Aparece otra forma de iniquidad además de la de Babilonia (cap. 6). Cyrus, personalmente, tenía mejores pensamientos; y Dios, de quien procedían, se sirvió de él para el restablecimiento temporal de su pueblo, a fin de que el Mesías viniera y se les presentara, la última prueba de su amado pueblo. No es Ciro, por lo tanto, a quien encontramos aquí el instrumento de la iniquidad que trató de destruir a Daniel, de esa voluntad humana que nunca puede soportar la fidelidad a Dios.

Aquí no se trata de idolatría, ni de insulto a Jehová, sino de exaltación del hombre mismo, que excluiría toda idea de Dios, que no tendría Dios. Esta es una de las características que caracterizan las profundidades del corazón humano.

El hombre en general está muy complacido con un dios que lo ayudará a satisfacer sus pasiones y sus deseos, un dios que se adapta a su propósito para la unidad de su imperio y la consolidación de su poder. La parte religiosa de la naturaleza del hombre está satisfecha con dioses de este tipo, y los adora de buena gana, aunque quien los establece imperialmente sólo puede hacerlo políticamente. ¡Pobre mundo! el Dios verdadero no conviene ni a su conciencia ni a sus deseos.

El enemigo de nuestras almas se complace en cultivar de esta manera la religiosidad de nuestra naturaleza. La religión falsa erige dioses que corresponden a los deseos del corazón natural, cualesquiera que sean; pero que nunca llaman a la comunión y nunca actúan sobre la conciencia. Pueden imponer ceremonias y observancias, pues estas convienen al hombre; pero nunca pueden poner en relación consigo mismos una conciencia despierta.

Lo que el hombre teme y lo que el hombre desea, es la esfera de su influencia. No producen nada en el corazón más allá de la acción de las alegrías y los temores naturales. Pero, por otro lado, el orgullo del hombre a veces asume un carácter que lo cambia todo a este respecto. El hombre mismo será Dios y actuará de acuerdo con su propia voluntad, y excluirá una rivalidad que su orgullo no puede soportar. Una superioridad que no puede ser discutida, si Dios existe, es insoportable para alguien que estaría solo.

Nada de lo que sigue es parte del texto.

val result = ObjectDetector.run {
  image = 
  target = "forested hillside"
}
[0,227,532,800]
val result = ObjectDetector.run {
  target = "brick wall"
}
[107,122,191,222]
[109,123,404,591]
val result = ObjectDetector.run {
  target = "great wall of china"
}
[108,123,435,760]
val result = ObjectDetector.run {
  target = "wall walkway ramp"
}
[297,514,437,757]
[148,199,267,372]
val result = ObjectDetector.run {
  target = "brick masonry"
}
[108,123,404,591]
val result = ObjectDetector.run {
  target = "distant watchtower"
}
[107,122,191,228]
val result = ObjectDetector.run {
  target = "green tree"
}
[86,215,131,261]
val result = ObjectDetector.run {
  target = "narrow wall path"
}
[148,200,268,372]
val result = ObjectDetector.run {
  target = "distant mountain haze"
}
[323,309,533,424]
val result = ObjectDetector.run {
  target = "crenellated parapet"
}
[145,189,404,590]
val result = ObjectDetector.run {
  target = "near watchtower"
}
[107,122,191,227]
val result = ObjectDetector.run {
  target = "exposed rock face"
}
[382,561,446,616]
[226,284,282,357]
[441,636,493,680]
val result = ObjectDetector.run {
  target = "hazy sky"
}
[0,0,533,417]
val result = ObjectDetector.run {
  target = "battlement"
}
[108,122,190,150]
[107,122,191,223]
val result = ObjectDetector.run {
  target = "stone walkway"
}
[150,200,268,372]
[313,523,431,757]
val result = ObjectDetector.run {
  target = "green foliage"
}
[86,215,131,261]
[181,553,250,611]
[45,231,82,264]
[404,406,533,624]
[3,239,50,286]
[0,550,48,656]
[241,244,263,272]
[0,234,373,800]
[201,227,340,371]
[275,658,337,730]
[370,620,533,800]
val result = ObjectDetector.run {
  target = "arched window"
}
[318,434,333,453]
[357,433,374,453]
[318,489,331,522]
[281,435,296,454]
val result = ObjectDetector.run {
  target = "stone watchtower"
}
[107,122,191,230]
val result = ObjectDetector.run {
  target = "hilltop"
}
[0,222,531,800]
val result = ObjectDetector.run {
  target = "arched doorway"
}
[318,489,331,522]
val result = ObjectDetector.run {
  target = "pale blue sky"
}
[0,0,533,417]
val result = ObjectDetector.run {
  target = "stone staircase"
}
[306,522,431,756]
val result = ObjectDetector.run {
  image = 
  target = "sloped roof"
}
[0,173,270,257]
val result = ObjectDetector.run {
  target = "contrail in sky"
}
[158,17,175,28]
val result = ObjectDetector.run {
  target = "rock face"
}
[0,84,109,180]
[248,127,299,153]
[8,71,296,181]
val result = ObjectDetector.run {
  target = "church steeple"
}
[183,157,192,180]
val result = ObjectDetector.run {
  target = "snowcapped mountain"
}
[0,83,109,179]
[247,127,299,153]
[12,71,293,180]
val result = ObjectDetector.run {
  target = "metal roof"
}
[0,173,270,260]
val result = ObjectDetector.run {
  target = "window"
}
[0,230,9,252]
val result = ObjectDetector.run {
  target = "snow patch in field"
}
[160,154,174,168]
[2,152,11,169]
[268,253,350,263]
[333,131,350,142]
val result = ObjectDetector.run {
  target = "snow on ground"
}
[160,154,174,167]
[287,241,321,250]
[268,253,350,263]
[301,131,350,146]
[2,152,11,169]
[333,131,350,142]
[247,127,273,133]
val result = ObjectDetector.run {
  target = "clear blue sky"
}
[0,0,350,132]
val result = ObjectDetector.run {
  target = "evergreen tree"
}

Dios debe ser eliminado. Los enemigos de los fieles se valen de esta disposición. La crueldad es menos inventiva, salvo que su sutileza se muestra en que, al halagar al poder superior, no parece culpar a nadie sino a los que desobedecen y desprecian su palabra.

Siendo la contienda con Dios mismo, la cuestión con los hombres se decide con más descuido y menos pasión en cuanto a ellos. La pasión se alía menos con el orgullo que con la voluntad del hombre. El hombre, cualquiera que sea su posición, es esclavo de quienes le pagan el tributo de sus halagos. La voluntad propia es más dueña de sí misma. En este caso, engañado por su vanidad, el rey se encuentra obligado por leyes aparentemente instituidas para proteger a sus súbditos de sus caprichos, bajo el pretexto de atribuir a su voluntad y a su sabiduría el carácter de inmutabilidad, carácter que pertenece sólo a Dios. .

Daniel es arrojado al foso de los leones. Dios lo preserva. Él hará lo mismo por el remanente de Israel al final de la era. El juicio que los enemigos de Israel procuraron traer sobre aquellos que fueron fieles entre ese pueblo, es ejecutado sobre ellos mismos. Pero el efecto de esta sentencia se extiende más allá que en los casos anteriores. Nabucodonosor prohibió que se hablara mal del Dios de Israel, y exaltó al Rey de los cielos ante quien se había humillado.

Pero Darío manda que en todo lugar se reconozca al Dios de Daniel y de Israel, el único Dios viviente, cuyo reino es eterno, y que en verdad ha librado al hombre que confía en él. Históricamente parece que Darío tenía algunos sentimientos de respeto por Dios y por la piedad de Daniel. No era su Dios, sino el Dios de Daniel: todavía lo honra, y hasta lo llama el Dios vivo.

Así vemos que la idolatría, la impiedad, la soberbia que se exalta por encima de todo, son las características de los grandes imperios que Daniel nos presenta, y las causas de su juicio. El juicio resulta en reconocer al Dios de los judíos como el Dios vivo y libertador y el Altísimo que gobierna en el reino de los hombres. Las mismas características se encontrarán en los últimos días. Esto termina la primera parte del libro.